Paper cuts lead to a healthy reduction in hospital errors

Patient safety rather than business efficiency is healthcare’s overriding priority, unlike the legal or construction sectors, but reducing paper use plays directly to this aim.

“Medical errors are a big part of the healthcare system,” says Jim Bracken of GS1. “That’s a process that could be transformed by eliminating paper.”

There are proven examples of how this can work. A patient identifier scheme developed at James’s Street Hospital in Dublin uses technology to track and trace supplies and medication given to people suffering from blood disorders.

Other uses for similar technology within healthcare include tracking instruments or even medical devices used in surgical operations, not to mention administrative work.

“If you’re going to have a safer, traceable secure service for the patient, you’ve got to have it automated,” says Bracken.

“It’s calculated about 20-25pc of doctors’ and nurses’ time is taken up by paperwork.

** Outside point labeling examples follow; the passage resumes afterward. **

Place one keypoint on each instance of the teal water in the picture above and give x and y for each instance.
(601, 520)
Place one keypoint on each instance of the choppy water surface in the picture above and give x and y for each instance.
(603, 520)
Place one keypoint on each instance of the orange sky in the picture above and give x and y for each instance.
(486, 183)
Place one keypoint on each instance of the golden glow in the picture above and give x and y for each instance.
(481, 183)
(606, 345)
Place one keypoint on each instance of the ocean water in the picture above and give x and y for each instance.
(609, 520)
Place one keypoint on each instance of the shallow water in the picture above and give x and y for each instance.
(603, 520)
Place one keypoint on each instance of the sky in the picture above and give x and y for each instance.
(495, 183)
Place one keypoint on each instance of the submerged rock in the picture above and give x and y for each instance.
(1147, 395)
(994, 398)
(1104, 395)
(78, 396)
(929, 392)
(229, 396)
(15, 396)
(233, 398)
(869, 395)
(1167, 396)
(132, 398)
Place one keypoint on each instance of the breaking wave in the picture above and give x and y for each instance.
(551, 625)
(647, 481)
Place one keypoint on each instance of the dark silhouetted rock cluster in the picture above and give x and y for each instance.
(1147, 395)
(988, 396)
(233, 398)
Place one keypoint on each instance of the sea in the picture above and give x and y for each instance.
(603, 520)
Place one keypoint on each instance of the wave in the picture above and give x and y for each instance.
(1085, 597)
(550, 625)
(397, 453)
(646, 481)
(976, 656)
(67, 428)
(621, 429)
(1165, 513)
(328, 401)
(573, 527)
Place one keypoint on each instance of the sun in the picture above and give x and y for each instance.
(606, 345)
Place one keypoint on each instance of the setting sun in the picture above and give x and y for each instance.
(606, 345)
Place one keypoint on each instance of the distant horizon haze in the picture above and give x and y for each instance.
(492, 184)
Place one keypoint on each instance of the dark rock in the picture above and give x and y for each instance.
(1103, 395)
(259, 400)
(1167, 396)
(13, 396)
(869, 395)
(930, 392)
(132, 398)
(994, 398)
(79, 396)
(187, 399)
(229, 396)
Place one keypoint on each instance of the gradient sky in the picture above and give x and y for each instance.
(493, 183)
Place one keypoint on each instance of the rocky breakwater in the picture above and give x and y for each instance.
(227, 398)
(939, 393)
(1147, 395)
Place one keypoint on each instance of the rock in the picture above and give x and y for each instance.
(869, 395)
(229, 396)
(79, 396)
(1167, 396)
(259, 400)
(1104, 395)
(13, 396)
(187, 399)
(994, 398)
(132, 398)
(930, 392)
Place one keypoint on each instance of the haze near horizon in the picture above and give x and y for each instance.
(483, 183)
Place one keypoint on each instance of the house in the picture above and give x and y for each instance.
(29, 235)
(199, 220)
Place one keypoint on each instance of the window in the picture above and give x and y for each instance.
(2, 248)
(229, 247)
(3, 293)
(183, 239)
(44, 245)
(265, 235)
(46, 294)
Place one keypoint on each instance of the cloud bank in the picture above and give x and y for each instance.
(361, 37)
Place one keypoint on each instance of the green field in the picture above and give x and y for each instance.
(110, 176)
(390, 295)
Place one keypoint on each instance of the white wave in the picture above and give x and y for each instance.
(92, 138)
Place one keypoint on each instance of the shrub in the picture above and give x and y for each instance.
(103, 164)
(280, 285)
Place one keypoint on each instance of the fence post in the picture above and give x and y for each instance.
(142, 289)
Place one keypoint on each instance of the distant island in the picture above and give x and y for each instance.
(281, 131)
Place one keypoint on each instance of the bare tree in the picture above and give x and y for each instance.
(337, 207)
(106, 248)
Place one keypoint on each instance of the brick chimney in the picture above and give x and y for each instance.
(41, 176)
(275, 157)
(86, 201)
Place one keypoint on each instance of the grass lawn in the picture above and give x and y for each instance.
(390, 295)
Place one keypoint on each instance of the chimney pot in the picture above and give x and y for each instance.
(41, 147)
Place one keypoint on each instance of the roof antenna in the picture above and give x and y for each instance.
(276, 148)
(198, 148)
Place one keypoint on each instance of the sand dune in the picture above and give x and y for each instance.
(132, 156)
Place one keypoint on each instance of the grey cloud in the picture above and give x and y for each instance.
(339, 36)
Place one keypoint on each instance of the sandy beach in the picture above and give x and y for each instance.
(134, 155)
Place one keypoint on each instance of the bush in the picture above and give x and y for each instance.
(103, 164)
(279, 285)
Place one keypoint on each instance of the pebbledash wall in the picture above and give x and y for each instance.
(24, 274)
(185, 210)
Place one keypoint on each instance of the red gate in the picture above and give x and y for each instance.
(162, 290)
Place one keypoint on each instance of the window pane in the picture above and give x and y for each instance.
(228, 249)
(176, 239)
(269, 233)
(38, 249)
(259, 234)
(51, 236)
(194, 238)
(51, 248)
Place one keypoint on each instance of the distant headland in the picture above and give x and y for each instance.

It’s crazy in this day and age to use paper when there’s plenty of technology around to do the job.”

Collecting data electronically would also make it easier for medical teams to analyse the information for patterns to improve patient care in the future.

Since the PPARS debacle, technology investment in healthcare has a bad name. If managed correctly it need not be perceived as a waste of taxpayers’ money.

“Electronic systems are safer, more accurate and in the end cheaper to run than paper systems,” Bracken observes.

“Investment in ICT, where it has been made in the US and UK, has had returns within two to three years, never mind the patient-care benefits. It’s not a case of spending vast sums of money and not having a return,” he concludes.